The question seems to be weird, but I need to ask this, since I am witnessing a quite interesting output when I compare text as image and graphics as image.
Ideally I am in process of identifying an tool, or algorithm to compare two pdfs, generate output which will highlight the difference between them.
There are possibilities in pdfs, which will have text as image format (legacy text on papers, are converted to pdfs).
and we are doing migration of those legacy pdfs, and finally we are comparing with legacy and converted pdf output.
I am evaluating couple of tools like Adobe dc pro, i-net pdfc and power pdf etc, for comparing two pdfs.
While evaluating, I am able to see graphic images are getting compared(not accurate either) on either side of the pdfs. Where as text as images are completely ignored, unanimously same results in all the tools.
But I am more interested in text as image, since we deal more of legacy text pdfs.
Below, is attached graphic image comparison result, where it could able to capture the differences between the images.
But when I compare text image, differences are not highlighted in the tool.

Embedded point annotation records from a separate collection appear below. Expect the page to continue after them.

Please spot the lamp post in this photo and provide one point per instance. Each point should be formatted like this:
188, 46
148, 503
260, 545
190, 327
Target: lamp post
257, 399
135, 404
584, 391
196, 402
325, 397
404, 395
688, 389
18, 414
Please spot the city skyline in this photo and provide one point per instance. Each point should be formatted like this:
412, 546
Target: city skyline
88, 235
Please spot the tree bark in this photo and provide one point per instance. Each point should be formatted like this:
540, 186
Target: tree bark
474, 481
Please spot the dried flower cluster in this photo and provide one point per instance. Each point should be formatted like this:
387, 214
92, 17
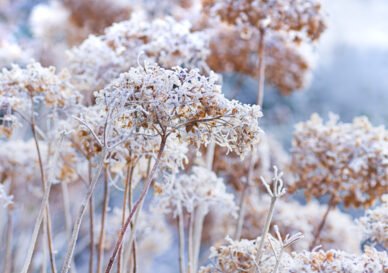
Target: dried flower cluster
286, 68
346, 160
100, 59
24, 90
127, 152
292, 217
151, 100
202, 189
303, 18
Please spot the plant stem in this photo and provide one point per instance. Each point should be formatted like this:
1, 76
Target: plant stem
100, 253
67, 214
210, 154
91, 221
278, 261
181, 232
241, 211
35, 232
266, 228
190, 246
77, 224
261, 67
317, 234
8, 244
46, 219
137, 206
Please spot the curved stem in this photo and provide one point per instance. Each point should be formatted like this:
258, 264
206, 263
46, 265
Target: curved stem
77, 224
47, 218
91, 221
35, 233
261, 67
181, 232
317, 234
137, 206
266, 229
100, 253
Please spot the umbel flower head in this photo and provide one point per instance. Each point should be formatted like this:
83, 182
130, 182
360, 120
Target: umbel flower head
301, 18
346, 160
25, 90
100, 59
200, 188
154, 101
286, 68
375, 224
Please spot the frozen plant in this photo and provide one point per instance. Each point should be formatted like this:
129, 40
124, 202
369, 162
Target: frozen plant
195, 194
346, 161
296, 20
100, 59
375, 223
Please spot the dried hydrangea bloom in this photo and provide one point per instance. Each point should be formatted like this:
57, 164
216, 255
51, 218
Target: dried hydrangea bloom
301, 18
339, 232
98, 60
286, 68
375, 223
69, 21
348, 161
334, 261
151, 100
268, 152
240, 256
200, 188
24, 90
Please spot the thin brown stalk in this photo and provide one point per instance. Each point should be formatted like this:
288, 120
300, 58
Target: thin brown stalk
91, 221
190, 244
47, 218
67, 214
77, 224
317, 234
266, 228
100, 254
35, 233
181, 233
8, 243
137, 206
261, 68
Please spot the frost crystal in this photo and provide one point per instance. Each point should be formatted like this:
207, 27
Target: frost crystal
375, 223
98, 60
201, 188
151, 100
346, 160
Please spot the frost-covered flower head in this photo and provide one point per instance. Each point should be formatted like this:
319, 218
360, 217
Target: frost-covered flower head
286, 67
300, 18
334, 261
27, 90
268, 152
98, 60
346, 160
154, 101
240, 256
375, 223
200, 188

What I understand from this, text is not compared as image graphics, and tool is completely ignoring the comparison. I would like have clarification whether my assumption is correct.
Secondly, I would like to know how to compare text image in pdfs to generate the differences?.
I'm working for the company that is author of i-net PDFC so I'll answer your first question as well:
Your assumption is correct. i-net PDFC is able to compare images and shapes, but it cannot detect if some content completely changed it's meaning, e.G. a line shape that is used to draw a letter or in your case an image that has to be recognized as text. Recognizing ASCII art as image won't work for the same reason either. Such cases will always be detected as differences even though their visual appearance is similar.
On your second question: Using an OCR conversion tool for one or both documents is a common solution to this problem. A simple image comparison of the compared pages in unlikely to work due to the different font styles and line wrappings in the converted file. Please note that most OCR applications will use the rendered page images for the recognition. This may lead to incorrect recognition results even if there are no images in the PDF file.
i-net Software is aware of this general issue and an OCR module is currently in development. It'll provide an option to apply the recognition solely to the images in the PDF files.